Niedawno wziąłem się za ogrywanie Wolcen: Lords of Mayhem (wcześniej Umbra), który jest we wczesnym dostępie na Steam. W ciągu dłuższego czasu wracałem do niego za każdym razem gdy tylko pojawiała się większa aktualizacja i można było zauważyć mnóstwo zmian oraz potencjał, ale jeszcze dużo przed twórcami, bardzo dużo.
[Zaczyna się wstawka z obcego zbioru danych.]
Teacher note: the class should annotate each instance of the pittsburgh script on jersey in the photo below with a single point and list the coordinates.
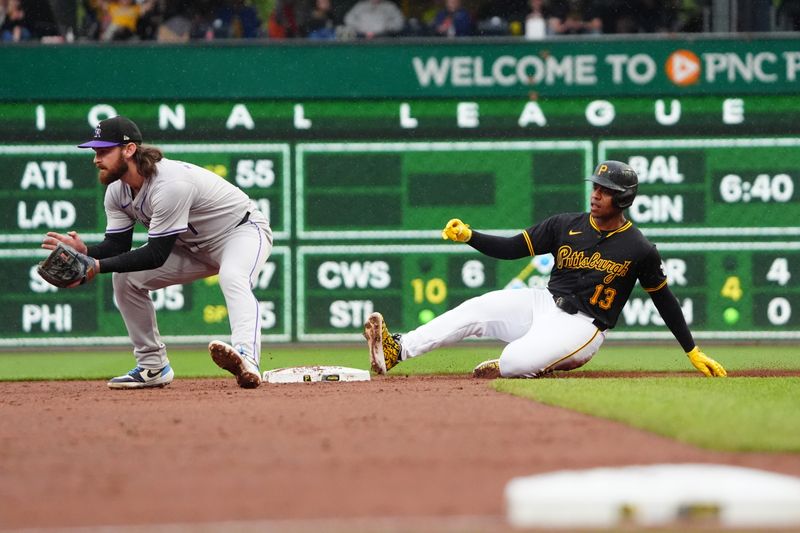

Widać to już na samym początku. Tam gdzie w przyszłości będzie można stworzyć własną postać, obecnie można jedynie przyjąć gotowego osiłka i nadać mu imię. Następnie trafiamy na naszych pierwszych przeciwników i cała przygoda się zaczyna. Za pierwszym razem nie miałem w ogóle przyjemności z rozprawiania się z hordami z zombie i innych stworów, bo po pierwsze istniał tylko jeden model wrogich jednostek, a po drugie sama walka była nijaka. Obecnie jest o wiele lepiej i wiadomo co tak naprawdę zabijamy, ale zbalansowanie umiejętności magicznych nie jest zbyt dobrze wyważone na korzyść gracza. Korzystanie z broni białej nie jest wcale opłacalne podczas gdy zawsze można skorzystać z wszelakich czarów, których poziomy wzrastają w kosmicznym tempie, a już na początku dzięki nim można się pozbyć jakiegokolwiek przeciwnika niemalże w mgnieniu oka. Wystarczy poświęcić Umbra, swego rodzaju many, a czasami wściekłości rosnącej podczas zabójczych serii, by świat kładł się nad pod stopami.
Miejsca w plecaku tak niewiele, a co chwila wypada coś nowego. Niestety nie wiadomo nic o statystykach przedmiotu przed wzięciem go w swoje dłonie, więc co rusz trzeba wyrzucać rzeczy, by mieć więcej wolnej przestrzeni na sprzęt, który może przydać się w przyszłości. Do tego księgi z nowymi magicznymi zaklęciami do wyuczenia pojawiają się co chwila, by jeszcze bardziej zapchać przestrzeń i nie pozwolić na chwilę beztroskiej rzezi wśród potworów.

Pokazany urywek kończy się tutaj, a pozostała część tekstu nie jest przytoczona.